Any answer to this depends on what you mean by 'difficult'. I'll take a very simple answer: difficulty is power. So how much more difficult is how much more power you need to fly the same helicopter on Mars than on Earth. I'm saying 'the same helicopter' so I can factor out things like blade mass and shape: obviously in real life you wouldn't use the same design, so that would make things more complicated.
There's an expression for lift (this will only be even approximately true for well-subsonic blade velocity) which is
$$L = C_L \frac{\rho v^2}{2}A$$
Where
- $\rho$ is atmospheric density;
- $v$ is velocity;
- $A$ is wing/blade area;
- $C_L$ is a fudge factor into which everything else gets thrown.

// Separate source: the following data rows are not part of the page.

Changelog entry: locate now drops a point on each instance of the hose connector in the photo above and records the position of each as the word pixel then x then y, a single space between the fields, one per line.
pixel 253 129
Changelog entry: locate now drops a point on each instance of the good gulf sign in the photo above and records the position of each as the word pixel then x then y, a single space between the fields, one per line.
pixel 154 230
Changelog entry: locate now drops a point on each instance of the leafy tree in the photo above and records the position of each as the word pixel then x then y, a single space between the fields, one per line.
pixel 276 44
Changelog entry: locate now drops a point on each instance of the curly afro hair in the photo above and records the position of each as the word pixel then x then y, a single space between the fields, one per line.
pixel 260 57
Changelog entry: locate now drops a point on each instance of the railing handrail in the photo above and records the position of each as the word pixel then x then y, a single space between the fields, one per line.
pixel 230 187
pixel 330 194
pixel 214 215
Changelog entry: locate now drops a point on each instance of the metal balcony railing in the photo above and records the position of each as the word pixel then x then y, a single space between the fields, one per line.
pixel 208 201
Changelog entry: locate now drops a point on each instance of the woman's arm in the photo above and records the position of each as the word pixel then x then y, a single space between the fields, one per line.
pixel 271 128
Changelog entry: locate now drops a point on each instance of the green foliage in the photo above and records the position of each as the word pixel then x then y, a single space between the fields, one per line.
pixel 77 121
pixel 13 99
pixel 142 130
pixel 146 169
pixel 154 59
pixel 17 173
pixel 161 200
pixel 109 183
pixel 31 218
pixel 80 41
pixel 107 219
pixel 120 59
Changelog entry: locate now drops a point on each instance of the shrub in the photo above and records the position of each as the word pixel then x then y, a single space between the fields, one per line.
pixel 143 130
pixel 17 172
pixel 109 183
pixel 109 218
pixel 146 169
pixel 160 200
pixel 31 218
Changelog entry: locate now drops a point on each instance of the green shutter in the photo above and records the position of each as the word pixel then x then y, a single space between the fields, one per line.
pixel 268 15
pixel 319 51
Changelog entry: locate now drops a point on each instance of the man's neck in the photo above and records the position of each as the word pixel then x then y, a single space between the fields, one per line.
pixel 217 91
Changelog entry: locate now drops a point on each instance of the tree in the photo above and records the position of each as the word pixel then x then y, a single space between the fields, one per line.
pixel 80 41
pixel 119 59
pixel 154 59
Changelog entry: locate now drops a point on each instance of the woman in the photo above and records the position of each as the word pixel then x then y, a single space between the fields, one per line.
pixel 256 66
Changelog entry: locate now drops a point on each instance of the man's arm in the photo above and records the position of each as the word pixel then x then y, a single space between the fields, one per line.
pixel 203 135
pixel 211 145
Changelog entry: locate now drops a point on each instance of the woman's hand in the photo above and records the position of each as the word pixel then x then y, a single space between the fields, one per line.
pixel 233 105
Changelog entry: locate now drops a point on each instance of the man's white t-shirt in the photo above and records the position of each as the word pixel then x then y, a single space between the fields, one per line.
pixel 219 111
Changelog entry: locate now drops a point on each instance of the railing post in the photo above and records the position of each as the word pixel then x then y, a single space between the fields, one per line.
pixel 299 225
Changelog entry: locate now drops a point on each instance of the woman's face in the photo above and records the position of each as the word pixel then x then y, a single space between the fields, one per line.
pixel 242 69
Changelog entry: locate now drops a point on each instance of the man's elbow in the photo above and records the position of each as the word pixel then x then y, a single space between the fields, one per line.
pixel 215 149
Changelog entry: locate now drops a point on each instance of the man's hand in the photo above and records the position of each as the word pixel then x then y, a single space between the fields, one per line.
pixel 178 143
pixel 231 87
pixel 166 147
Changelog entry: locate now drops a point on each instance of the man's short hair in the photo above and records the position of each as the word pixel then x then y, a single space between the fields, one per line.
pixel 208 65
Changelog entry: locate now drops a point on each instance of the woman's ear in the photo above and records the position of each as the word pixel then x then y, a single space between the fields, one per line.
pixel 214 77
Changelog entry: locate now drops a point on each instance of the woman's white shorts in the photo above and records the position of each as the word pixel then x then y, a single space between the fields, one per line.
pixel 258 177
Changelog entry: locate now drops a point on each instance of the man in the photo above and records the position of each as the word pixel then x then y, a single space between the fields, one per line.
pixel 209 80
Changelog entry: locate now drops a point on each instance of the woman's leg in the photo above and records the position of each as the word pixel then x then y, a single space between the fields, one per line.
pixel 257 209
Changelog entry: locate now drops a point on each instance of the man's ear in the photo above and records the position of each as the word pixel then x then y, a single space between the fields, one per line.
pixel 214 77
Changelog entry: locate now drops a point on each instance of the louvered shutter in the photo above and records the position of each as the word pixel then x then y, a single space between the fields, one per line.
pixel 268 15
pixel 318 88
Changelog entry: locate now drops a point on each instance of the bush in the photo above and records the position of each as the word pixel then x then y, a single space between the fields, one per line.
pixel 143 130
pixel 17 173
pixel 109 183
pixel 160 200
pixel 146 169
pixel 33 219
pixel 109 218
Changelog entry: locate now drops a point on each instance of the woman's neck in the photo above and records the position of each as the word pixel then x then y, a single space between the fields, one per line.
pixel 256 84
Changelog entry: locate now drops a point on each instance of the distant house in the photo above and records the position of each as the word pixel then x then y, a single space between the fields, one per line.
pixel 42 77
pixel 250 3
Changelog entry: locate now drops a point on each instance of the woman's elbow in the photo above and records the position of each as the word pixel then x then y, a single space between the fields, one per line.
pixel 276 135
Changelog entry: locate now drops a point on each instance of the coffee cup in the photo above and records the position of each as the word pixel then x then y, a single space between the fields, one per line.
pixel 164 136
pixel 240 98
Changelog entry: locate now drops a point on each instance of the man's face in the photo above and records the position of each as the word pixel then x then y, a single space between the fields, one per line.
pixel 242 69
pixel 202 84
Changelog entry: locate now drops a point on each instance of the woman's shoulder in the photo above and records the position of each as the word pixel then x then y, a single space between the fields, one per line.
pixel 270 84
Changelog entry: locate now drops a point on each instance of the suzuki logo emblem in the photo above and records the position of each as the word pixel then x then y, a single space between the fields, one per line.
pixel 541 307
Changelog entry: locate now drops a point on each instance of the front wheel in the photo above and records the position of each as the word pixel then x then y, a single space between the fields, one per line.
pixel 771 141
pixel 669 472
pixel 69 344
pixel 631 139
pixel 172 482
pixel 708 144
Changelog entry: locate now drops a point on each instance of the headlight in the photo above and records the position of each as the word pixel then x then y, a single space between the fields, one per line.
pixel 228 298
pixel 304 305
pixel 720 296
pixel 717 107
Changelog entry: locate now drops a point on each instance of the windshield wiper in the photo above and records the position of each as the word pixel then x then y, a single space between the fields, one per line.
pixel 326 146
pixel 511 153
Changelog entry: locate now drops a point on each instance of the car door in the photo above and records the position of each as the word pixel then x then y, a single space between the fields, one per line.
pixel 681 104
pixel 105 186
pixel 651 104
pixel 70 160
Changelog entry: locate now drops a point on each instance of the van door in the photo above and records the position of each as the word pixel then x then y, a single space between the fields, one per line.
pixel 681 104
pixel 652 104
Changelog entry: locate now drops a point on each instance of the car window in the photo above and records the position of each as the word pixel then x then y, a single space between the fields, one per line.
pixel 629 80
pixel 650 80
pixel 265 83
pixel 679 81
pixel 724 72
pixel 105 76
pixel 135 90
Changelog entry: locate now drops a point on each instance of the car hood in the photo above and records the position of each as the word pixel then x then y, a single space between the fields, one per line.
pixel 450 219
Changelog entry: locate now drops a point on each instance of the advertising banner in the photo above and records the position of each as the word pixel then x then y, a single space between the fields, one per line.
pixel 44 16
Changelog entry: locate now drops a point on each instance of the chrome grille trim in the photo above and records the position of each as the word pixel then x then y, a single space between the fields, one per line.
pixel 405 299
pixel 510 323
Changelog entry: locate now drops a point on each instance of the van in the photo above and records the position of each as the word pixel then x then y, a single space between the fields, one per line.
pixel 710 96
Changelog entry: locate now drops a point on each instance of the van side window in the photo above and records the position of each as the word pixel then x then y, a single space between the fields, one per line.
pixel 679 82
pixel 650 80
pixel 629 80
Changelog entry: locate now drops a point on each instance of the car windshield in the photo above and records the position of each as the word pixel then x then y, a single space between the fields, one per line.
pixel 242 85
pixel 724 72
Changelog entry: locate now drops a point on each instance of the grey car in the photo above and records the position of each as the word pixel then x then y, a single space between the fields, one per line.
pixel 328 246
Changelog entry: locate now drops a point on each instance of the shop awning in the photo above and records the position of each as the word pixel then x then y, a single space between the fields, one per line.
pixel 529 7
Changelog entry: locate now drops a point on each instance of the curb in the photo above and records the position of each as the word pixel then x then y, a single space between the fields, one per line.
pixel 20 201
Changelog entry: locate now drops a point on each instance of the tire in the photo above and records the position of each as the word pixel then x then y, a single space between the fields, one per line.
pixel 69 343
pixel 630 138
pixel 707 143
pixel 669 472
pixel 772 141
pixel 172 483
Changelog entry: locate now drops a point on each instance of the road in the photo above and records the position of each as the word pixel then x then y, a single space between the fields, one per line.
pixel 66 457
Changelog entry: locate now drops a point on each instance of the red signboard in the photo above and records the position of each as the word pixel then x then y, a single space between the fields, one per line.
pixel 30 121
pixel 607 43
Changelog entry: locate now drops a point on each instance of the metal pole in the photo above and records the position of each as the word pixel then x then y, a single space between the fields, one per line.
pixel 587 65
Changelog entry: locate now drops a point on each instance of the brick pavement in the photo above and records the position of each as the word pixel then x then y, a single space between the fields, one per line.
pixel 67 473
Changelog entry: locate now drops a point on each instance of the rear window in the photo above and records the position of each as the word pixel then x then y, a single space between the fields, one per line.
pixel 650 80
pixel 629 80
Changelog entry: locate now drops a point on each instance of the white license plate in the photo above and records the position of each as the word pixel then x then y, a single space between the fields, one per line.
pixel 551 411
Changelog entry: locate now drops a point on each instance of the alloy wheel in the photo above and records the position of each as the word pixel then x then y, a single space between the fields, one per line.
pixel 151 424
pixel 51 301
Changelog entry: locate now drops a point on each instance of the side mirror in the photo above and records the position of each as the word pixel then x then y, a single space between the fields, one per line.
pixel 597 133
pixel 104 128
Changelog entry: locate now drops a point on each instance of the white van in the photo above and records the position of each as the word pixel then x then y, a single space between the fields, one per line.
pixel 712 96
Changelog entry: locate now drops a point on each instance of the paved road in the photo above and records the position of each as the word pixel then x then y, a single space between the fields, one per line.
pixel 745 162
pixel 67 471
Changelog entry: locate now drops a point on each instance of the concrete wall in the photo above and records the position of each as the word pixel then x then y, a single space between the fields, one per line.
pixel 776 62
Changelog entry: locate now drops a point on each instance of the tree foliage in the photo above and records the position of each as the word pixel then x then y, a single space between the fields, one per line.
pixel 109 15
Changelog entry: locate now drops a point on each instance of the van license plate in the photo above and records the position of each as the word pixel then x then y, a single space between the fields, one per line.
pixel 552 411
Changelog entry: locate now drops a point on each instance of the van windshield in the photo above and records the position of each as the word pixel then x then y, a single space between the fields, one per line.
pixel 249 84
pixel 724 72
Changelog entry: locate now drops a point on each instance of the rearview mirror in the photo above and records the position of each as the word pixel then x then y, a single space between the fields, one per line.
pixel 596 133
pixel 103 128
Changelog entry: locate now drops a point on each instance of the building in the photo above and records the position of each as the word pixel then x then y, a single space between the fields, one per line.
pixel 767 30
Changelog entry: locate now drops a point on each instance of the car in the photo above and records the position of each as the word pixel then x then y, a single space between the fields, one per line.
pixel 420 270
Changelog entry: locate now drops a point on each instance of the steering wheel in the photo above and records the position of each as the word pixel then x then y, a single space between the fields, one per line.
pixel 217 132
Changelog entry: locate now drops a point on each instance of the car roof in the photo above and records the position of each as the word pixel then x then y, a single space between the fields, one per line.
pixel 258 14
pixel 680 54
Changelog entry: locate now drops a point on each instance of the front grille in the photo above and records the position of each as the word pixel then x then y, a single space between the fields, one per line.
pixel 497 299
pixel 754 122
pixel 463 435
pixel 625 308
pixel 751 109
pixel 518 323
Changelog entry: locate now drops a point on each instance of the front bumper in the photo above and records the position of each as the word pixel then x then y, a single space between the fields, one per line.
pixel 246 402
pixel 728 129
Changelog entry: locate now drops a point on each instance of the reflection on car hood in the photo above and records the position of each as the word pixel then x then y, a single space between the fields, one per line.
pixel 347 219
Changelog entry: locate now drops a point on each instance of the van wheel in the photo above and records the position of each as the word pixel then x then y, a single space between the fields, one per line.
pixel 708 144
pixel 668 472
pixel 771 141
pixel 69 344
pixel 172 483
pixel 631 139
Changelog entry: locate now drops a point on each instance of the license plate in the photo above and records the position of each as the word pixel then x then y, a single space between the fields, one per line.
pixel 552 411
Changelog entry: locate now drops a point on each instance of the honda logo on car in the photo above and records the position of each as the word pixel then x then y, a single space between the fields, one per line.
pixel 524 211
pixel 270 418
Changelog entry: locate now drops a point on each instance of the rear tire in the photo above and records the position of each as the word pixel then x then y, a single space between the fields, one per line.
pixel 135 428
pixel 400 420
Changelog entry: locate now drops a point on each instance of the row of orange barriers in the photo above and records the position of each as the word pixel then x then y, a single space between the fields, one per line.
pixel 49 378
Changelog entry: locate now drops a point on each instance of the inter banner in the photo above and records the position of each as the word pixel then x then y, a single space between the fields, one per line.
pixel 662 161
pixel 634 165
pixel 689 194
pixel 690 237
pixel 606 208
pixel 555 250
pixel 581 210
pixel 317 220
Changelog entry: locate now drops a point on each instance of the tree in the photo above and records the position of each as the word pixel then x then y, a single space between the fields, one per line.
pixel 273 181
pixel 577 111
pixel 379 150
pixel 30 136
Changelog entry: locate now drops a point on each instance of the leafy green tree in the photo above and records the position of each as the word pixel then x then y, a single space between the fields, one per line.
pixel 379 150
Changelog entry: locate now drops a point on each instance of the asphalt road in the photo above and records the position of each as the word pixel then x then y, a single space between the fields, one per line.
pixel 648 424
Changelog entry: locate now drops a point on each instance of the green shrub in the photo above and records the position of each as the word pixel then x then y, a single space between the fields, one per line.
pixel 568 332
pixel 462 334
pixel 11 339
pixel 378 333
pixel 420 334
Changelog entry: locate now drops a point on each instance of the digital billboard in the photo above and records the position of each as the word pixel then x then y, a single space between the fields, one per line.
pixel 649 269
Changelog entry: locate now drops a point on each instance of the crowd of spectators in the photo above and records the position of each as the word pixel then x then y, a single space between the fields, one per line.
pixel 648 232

Well, the lift you need is approximately $mg$ where $g$ is the acceleration due to gravity (less on Mars!) and $m$ is the mass of whatever you want to lift.
So we can rearrange all this to get the ratio between the $v_M$ and $v_E$ -- the blade velocities you need on Mars and Earth:
$$\frac{v_M}{v_E} = \sqrt{\frac{g_M \rho_E}{g_E\rho_M}}$$
And given $g_M/g_E \approx 0.38$ and $\rho_E/\rho_M \approx 100$ we get
$$\frac{v_M}{v_E} \approx 6$$
The energy you need to spin the blades up goes like $v^2$ (let's assume you can use the same blades in Earth's atmosphere, and specifically their masses are the same, and I'll ignore drag while the blades are being spun up). So the energy you need to get the blades up to speed goes is about $36$ times that on Earth.
Once the blades are up to speed you have to deal with drag (and in real life you have to deal with it while spinning them up, but I will ignore that), and there's an equation for drag force:
$$F_D = C_D\frac{\rho v^2}{2}A$$
Where $C_D$ is the drag fudge factor. It's not surprising that drag and lift fo the same way with $v$ and $\rho$ and $A$! But this isn't what we need: we need the drag power -- how much work do we need to do to push the blades through the air with velocity $v$? Well power is force times velocity, so
$$P_D = C_D\frac{\rho v^3}{2}A$$
But now Mars helps us again, because the atmosphere is not very dense. The ratio between the drag power on Mars and on Earth is
$$\frac{\rho_M}{\rho_E}\left(\frac{v_M}{v_E}\right)^3 \approx \frac{6^3}{100} \approx 2.16$$
So, in summary, if I'm right there are two answers here:
- it takes about $36$ times as much energy to spin the blades up;
- once they are spinning it takes about $2$ times as much power to keep them spinning.
So, not one hundred times harder, but quite a lot harder.
Note I worked all this out in a hurry: I may have made more-or-less serious errors.